Underworld: Awakening
I'm not going to pretend that the Underworld films are anything other than trashy action films, but (with the possible exception of the third one) they deliver exactly what you want: Kate Beckinsale in a tight outfit killing vampires and werewolves in a hilariously over-the-top manner. Thankfully eliminating the boring Michael character the film makes no mistakes about the need to get immediately to the straightforward supernatural massacres and a plot so cliché you could sell it wholesale. It doesn't outstay its welcome whatsoever with an appropriately slim runtime of eighty-eight minutes and serves up a perfectly distilled slice of Underworld entertainment. I'm not saying it was a great film. I'm not even saying it was a good film. But it did what it had to do.

The Cabin in the Woods
Oh no, more horror! Severely delayed after its 2009 production, I was lucky enough to catch this during an extremely limited Australian release. It suffers, of course, from the same problems as most Joss Whedon productions, which is to say that its self-aware po-mo irony means it has its head about as far up its arse as it can go, but despite its staggering pretentiousness it still manages to be a solid deconstruction of the genre. Earning bonus points for strong allusions to Sam Raimi's timeless Evil Dead franchise, solid performances all-round and an unashamedly "down" ending, it succeeds in questioning where horror is going and how meaningful its modern origins are. It's not brilliant but it didn't horribly offend me so there you go.

He wasn't in this film, but here's a picture
of Gromit anyway. Everyone loves Gromit.
The Pirates! In an Adventure with Scientists!
Renamed The Pirates! Band of Misfits out here for some reason, this cheery Aardman production continues to uphold Aardman's reputation for good humour, subtlety and top notch voice acting. Featuring particularly worthwhile performances from Hugh Grant, Martin Freeman and David Tennant its hodge-podge stew of classic pirate tropes, Enlightenment-era scientific issues and timeless themes of the value of friendship and fun make it a charming little piece. If I was to criticise anything it would perhaps be the slightly overwrought Queen Victoria character who is a bit of a typical Aardman crazy screaming shrew, and the final action-based showdown not quite living up to the generally situation-based humour of the majority of the film. Nonetheless it's a worthy instalment in Aardman's ongoing film repertoire.

Seven Psychopaths
Walken will appear in anything if he has time.
Even a terrible drawing by me.
Extremely funny, with a terrifically humorous self-awareness and some particularly stellar performances from Christopher Walken and Sam Rockwell, this offering from Martin McDonagh is everything that a solid comedy should be. Its interesting story and ridiculously eccentric characters transform the regular cliché of a struggling writer into something memorably hilarious, with some rip-snorting imaginary sequences which blend the line between reality and fantasy in a satisfyingly absurd way. Rife with oodles of violence and profanity, its every over-the-top quality contributes to an amusing and cutting comment on the pitfalls of writing and the utter alienation of modern life.
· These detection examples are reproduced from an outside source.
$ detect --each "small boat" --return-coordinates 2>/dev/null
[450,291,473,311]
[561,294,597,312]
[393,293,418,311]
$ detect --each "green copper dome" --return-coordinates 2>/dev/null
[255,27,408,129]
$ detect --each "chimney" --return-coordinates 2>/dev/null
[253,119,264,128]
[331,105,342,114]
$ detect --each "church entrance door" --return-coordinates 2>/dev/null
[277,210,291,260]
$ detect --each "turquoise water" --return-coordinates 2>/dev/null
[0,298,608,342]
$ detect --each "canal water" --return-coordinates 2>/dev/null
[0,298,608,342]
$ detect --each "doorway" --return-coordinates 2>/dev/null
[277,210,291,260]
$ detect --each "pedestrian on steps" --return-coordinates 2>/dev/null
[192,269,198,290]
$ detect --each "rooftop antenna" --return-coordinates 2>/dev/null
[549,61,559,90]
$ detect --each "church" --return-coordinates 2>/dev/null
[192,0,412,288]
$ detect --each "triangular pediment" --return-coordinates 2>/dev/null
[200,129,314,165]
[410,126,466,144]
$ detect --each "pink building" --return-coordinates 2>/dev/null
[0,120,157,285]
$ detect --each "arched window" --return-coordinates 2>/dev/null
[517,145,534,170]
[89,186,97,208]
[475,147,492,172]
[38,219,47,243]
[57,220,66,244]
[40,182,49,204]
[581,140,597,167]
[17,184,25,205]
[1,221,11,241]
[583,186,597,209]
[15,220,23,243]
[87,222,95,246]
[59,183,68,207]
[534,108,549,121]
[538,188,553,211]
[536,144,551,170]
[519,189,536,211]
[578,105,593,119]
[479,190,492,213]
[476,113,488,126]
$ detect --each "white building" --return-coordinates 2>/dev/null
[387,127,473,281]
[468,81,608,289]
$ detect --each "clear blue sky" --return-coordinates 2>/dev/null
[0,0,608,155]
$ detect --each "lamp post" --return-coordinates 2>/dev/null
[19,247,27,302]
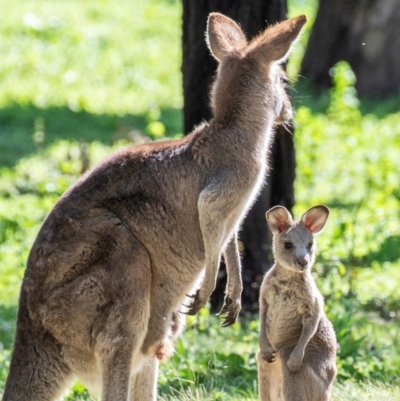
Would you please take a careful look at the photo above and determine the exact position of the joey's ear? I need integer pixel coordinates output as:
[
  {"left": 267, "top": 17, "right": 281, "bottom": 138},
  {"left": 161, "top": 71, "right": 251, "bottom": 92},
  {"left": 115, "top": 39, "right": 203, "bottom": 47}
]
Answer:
[
  {"left": 301, "top": 205, "right": 329, "bottom": 235},
  {"left": 250, "top": 15, "right": 307, "bottom": 62},
  {"left": 265, "top": 206, "right": 293, "bottom": 234},
  {"left": 206, "top": 13, "right": 247, "bottom": 61}
]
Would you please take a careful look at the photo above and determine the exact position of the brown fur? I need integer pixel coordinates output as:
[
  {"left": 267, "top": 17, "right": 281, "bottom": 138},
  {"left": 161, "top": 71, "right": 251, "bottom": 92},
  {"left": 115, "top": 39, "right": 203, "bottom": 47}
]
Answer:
[
  {"left": 3, "top": 14, "right": 305, "bottom": 401},
  {"left": 257, "top": 205, "right": 336, "bottom": 401}
]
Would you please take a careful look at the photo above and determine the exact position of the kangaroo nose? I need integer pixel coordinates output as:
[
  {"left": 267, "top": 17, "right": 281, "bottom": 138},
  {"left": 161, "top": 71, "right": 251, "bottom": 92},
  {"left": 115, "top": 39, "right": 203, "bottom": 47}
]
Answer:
[{"left": 297, "top": 258, "right": 308, "bottom": 267}]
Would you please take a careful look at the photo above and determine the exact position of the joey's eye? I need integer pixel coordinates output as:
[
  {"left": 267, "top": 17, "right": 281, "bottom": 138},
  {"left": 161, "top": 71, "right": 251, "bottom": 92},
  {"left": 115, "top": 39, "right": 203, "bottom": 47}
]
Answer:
[{"left": 281, "top": 75, "right": 289, "bottom": 85}]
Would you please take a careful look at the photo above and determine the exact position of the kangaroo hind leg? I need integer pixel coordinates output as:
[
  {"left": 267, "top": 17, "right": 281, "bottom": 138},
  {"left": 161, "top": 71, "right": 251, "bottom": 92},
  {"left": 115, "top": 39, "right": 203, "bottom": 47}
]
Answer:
[{"left": 3, "top": 290, "right": 72, "bottom": 401}]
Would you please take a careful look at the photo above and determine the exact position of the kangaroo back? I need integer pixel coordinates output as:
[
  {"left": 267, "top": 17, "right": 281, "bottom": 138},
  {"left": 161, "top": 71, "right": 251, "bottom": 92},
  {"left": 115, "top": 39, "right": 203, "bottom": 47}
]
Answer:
[{"left": 3, "top": 13, "right": 306, "bottom": 401}]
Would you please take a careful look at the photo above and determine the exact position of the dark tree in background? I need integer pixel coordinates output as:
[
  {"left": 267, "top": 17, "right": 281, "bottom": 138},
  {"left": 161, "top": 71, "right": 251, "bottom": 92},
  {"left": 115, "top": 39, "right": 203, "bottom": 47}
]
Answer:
[
  {"left": 300, "top": 0, "right": 400, "bottom": 97},
  {"left": 182, "top": 0, "right": 295, "bottom": 311}
]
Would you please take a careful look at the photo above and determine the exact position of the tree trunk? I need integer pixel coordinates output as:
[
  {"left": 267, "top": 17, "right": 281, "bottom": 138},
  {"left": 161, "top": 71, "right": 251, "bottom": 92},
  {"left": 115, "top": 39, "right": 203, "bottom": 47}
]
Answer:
[
  {"left": 300, "top": 0, "right": 400, "bottom": 97},
  {"left": 182, "top": 0, "right": 295, "bottom": 311}
]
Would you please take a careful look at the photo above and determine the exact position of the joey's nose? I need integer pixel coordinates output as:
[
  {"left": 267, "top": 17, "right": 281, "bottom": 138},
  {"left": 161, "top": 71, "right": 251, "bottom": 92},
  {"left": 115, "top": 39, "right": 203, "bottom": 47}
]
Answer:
[{"left": 297, "top": 258, "right": 308, "bottom": 267}]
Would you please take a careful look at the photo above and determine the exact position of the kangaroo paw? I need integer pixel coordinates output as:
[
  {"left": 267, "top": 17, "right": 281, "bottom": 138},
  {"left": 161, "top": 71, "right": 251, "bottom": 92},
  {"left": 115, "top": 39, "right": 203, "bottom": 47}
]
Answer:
[
  {"left": 181, "top": 290, "right": 207, "bottom": 316},
  {"left": 217, "top": 296, "right": 241, "bottom": 327}
]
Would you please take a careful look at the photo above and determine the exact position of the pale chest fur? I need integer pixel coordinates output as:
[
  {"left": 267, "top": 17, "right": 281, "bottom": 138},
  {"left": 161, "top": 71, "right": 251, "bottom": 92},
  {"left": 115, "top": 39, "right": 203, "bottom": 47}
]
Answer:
[{"left": 261, "top": 269, "right": 322, "bottom": 350}]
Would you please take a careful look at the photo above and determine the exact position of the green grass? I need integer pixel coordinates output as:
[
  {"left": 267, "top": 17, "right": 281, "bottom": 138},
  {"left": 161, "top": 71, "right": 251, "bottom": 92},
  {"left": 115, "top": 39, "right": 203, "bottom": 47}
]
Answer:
[{"left": 0, "top": 0, "right": 400, "bottom": 401}]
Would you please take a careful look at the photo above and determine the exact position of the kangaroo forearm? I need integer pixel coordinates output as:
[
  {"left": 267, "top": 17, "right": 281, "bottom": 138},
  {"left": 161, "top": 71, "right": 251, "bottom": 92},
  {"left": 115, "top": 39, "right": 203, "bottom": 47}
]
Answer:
[{"left": 224, "top": 233, "right": 243, "bottom": 298}]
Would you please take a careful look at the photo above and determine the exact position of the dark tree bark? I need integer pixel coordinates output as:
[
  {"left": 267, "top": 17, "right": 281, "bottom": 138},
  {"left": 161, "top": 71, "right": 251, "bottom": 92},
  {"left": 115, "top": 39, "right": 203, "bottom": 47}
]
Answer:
[
  {"left": 300, "top": 0, "right": 400, "bottom": 97},
  {"left": 182, "top": 0, "right": 295, "bottom": 311}
]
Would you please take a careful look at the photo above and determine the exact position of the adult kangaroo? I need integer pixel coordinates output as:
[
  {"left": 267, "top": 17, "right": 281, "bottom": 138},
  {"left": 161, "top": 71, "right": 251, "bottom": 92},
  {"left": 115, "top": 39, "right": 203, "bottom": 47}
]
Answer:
[{"left": 3, "top": 13, "right": 306, "bottom": 401}]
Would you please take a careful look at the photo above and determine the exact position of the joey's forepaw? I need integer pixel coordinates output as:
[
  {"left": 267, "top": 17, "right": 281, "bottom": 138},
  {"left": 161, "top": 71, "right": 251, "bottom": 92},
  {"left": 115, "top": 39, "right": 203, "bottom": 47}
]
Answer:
[
  {"left": 260, "top": 348, "right": 276, "bottom": 363},
  {"left": 182, "top": 290, "right": 207, "bottom": 316},
  {"left": 217, "top": 296, "right": 241, "bottom": 327}
]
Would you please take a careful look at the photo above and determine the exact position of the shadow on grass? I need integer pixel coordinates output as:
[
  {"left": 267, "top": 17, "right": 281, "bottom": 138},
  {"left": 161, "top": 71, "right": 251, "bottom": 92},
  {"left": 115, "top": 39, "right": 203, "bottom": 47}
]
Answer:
[
  {"left": 0, "top": 103, "right": 182, "bottom": 167},
  {"left": 369, "top": 235, "right": 400, "bottom": 263},
  {"left": 0, "top": 305, "right": 17, "bottom": 349},
  {"left": 291, "top": 79, "right": 400, "bottom": 118}
]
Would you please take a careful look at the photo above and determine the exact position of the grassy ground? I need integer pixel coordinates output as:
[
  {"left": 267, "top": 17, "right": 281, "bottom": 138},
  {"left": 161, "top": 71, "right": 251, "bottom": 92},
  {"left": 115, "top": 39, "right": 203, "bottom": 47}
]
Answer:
[{"left": 0, "top": 0, "right": 400, "bottom": 401}]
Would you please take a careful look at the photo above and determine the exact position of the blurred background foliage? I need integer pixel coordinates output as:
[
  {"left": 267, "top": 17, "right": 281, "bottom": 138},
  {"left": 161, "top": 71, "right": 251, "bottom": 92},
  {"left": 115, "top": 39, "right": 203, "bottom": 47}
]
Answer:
[{"left": 0, "top": 0, "right": 400, "bottom": 400}]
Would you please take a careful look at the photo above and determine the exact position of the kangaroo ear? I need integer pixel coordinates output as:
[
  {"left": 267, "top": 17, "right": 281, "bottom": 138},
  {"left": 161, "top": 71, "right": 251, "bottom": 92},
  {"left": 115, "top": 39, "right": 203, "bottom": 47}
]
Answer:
[
  {"left": 250, "top": 15, "right": 307, "bottom": 62},
  {"left": 301, "top": 205, "right": 329, "bottom": 235},
  {"left": 206, "top": 13, "right": 247, "bottom": 61},
  {"left": 265, "top": 206, "right": 293, "bottom": 234}
]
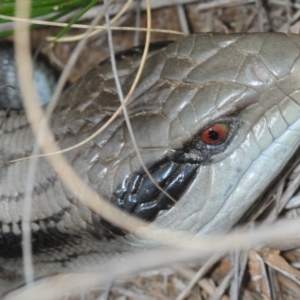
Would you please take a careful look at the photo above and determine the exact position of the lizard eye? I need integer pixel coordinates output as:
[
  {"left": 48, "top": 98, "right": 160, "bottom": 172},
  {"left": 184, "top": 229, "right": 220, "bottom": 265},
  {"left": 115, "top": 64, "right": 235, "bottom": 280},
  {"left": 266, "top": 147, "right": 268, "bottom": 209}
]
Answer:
[
  {"left": 200, "top": 123, "right": 230, "bottom": 145},
  {"left": 187, "top": 117, "right": 239, "bottom": 156}
]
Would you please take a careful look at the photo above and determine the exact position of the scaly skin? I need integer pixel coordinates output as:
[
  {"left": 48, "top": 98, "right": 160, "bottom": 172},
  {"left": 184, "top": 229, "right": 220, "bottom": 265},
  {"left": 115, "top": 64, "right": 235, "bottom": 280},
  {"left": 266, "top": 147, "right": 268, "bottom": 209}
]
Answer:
[{"left": 0, "top": 33, "right": 300, "bottom": 294}]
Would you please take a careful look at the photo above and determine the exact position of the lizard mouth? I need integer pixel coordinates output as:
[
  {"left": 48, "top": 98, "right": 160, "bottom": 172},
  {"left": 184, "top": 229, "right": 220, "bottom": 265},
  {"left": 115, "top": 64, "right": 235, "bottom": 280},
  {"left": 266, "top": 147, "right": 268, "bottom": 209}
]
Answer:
[{"left": 111, "top": 151, "right": 200, "bottom": 221}]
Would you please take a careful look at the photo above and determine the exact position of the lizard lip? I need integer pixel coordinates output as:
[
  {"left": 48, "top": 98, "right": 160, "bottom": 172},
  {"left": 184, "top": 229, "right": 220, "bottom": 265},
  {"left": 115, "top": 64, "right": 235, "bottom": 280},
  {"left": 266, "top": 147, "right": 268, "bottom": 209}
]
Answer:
[{"left": 111, "top": 155, "right": 199, "bottom": 221}]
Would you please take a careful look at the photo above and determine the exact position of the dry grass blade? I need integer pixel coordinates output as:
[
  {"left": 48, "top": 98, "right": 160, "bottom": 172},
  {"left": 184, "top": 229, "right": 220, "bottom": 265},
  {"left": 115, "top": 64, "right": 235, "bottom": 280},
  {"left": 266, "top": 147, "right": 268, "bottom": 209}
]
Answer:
[{"left": 4, "top": 0, "right": 300, "bottom": 300}]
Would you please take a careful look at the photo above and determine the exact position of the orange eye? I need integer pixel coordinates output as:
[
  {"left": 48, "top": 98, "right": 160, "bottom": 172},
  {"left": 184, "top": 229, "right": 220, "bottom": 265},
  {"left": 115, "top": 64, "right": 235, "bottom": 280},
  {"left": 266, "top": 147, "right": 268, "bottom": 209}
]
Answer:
[{"left": 200, "top": 123, "right": 230, "bottom": 145}]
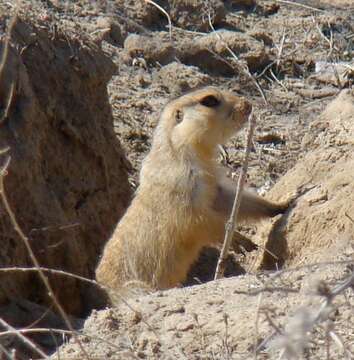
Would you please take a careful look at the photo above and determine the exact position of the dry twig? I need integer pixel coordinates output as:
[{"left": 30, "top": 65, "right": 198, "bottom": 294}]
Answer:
[
  {"left": 0, "top": 318, "right": 49, "bottom": 359},
  {"left": 208, "top": 12, "right": 268, "bottom": 104},
  {"left": 144, "top": 0, "right": 172, "bottom": 41},
  {"left": 214, "top": 114, "right": 256, "bottom": 279}
]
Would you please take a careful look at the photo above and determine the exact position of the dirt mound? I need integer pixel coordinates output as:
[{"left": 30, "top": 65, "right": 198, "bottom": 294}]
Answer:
[
  {"left": 262, "top": 90, "right": 354, "bottom": 268},
  {"left": 55, "top": 91, "right": 354, "bottom": 359},
  {"left": 0, "top": 12, "right": 131, "bottom": 315}
]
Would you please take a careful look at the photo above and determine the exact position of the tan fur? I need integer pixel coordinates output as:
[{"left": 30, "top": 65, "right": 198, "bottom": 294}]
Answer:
[{"left": 96, "top": 87, "right": 284, "bottom": 289}]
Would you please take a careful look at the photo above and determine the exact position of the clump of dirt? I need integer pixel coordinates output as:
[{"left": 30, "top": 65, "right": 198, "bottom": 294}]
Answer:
[
  {"left": 261, "top": 90, "right": 354, "bottom": 268},
  {"left": 124, "top": 34, "right": 176, "bottom": 65},
  {"left": 0, "top": 7, "right": 131, "bottom": 316},
  {"left": 156, "top": 62, "right": 212, "bottom": 95},
  {"left": 180, "top": 30, "right": 270, "bottom": 76}
]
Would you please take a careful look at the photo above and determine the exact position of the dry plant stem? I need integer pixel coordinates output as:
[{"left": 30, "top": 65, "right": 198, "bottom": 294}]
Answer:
[
  {"left": 275, "top": 0, "right": 326, "bottom": 13},
  {"left": 0, "top": 328, "right": 126, "bottom": 352},
  {"left": 0, "top": 156, "right": 90, "bottom": 359},
  {"left": 0, "top": 266, "right": 160, "bottom": 341},
  {"left": 144, "top": 0, "right": 172, "bottom": 41},
  {"left": 208, "top": 12, "right": 268, "bottom": 105},
  {"left": 214, "top": 114, "right": 256, "bottom": 280},
  {"left": 0, "top": 318, "right": 49, "bottom": 359},
  {"left": 0, "top": 344, "right": 15, "bottom": 360}
]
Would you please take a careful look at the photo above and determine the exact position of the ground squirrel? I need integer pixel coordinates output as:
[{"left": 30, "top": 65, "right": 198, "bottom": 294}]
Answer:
[{"left": 96, "top": 87, "right": 284, "bottom": 289}]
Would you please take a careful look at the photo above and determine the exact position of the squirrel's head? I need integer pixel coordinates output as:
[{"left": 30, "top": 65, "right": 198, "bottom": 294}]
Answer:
[{"left": 158, "top": 86, "right": 252, "bottom": 158}]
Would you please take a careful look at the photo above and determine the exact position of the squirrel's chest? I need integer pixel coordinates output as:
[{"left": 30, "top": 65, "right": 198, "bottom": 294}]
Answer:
[{"left": 190, "top": 169, "right": 217, "bottom": 211}]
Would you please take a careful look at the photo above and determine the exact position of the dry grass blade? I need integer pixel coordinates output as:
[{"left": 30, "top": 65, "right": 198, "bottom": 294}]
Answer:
[
  {"left": 0, "top": 318, "right": 49, "bottom": 359},
  {"left": 214, "top": 114, "right": 256, "bottom": 280}
]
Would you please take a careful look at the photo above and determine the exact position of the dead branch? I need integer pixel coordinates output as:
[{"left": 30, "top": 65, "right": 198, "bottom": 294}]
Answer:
[{"left": 208, "top": 12, "right": 268, "bottom": 104}]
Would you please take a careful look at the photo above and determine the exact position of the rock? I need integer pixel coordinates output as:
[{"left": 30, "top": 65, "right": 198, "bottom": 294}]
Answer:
[
  {"left": 168, "top": 0, "right": 226, "bottom": 31},
  {"left": 0, "top": 16, "right": 131, "bottom": 315},
  {"left": 114, "top": 0, "right": 226, "bottom": 32},
  {"left": 95, "top": 17, "right": 124, "bottom": 45}
]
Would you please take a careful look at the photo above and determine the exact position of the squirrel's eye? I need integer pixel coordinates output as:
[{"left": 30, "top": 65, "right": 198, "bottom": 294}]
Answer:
[
  {"left": 175, "top": 110, "right": 183, "bottom": 124},
  {"left": 199, "top": 95, "right": 220, "bottom": 107}
]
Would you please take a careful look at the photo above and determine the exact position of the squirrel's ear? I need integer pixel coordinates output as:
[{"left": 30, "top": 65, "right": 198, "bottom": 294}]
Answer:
[
  {"left": 175, "top": 110, "right": 183, "bottom": 124},
  {"left": 199, "top": 95, "right": 220, "bottom": 107}
]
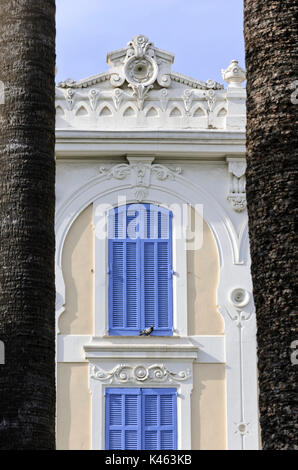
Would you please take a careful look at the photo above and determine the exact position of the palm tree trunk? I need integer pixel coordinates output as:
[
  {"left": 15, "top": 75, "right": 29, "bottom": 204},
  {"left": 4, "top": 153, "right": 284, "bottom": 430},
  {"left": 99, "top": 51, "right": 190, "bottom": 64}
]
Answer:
[
  {"left": 244, "top": 0, "right": 298, "bottom": 449},
  {"left": 0, "top": 0, "right": 55, "bottom": 449}
]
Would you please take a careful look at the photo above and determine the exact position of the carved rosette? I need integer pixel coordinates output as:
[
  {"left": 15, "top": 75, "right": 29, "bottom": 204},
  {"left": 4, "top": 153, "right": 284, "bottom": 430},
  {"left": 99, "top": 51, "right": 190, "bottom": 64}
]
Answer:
[
  {"left": 91, "top": 364, "right": 191, "bottom": 384},
  {"left": 124, "top": 35, "right": 158, "bottom": 111}
]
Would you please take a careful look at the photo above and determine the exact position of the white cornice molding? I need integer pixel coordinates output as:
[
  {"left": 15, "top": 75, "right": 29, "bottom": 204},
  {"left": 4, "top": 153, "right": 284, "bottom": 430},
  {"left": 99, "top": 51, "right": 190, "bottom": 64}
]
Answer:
[
  {"left": 90, "top": 364, "right": 192, "bottom": 385},
  {"left": 56, "top": 130, "right": 246, "bottom": 160},
  {"left": 57, "top": 334, "right": 226, "bottom": 364}
]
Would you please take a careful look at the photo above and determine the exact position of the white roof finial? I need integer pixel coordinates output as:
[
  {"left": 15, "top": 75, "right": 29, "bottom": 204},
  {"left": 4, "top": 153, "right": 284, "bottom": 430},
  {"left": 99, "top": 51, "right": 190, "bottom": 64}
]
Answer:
[{"left": 221, "top": 60, "right": 246, "bottom": 88}]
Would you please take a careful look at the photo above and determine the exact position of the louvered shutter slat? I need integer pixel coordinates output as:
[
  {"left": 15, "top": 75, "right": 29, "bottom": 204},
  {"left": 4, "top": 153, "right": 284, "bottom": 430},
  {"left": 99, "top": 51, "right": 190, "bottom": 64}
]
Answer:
[
  {"left": 106, "top": 388, "right": 141, "bottom": 450},
  {"left": 110, "top": 240, "right": 125, "bottom": 328},
  {"left": 126, "top": 241, "right": 139, "bottom": 328},
  {"left": 142, "top": 389, "right": 177, "bottom": 450}
]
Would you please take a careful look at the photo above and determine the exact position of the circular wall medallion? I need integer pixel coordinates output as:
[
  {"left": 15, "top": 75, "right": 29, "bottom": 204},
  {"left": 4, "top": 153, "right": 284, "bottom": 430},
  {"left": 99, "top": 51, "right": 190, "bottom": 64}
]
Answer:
[
  {"left": 124, "top": 56, "right": 158, "bottom": 86},
  {"left": 230, "top": 287, "right": 250, "bottom": 308}
]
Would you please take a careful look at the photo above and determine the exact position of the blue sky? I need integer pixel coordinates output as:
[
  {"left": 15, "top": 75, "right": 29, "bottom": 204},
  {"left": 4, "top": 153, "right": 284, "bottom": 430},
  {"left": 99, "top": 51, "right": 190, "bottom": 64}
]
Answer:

"...I am the Law. Screw you."
Most people when they hear about Judge Dredd unfortunately think about the widely-hated 1995 film starring Sylvester Stallone, which may have been responsible for this great production not getting the full attention it deserved. Featuring a plot which actively avoided being over-ambitious and a memorably stoic and dry performance from the dependable Karl Urban as Dredd himself, it was one of the best action films of the year and far more deserving of success than many of the other dreary comic book blockbusters which emerged in 2012. Its excellent production and effects characterised a ruthlessly violent, utterly debased world with aplomb. For these reasons I shall award it my "best film of 2012" award. *scattered applause*

By the way, The Artist is technically a 2011 film but it's very good too. You probably wouldn't get it, though.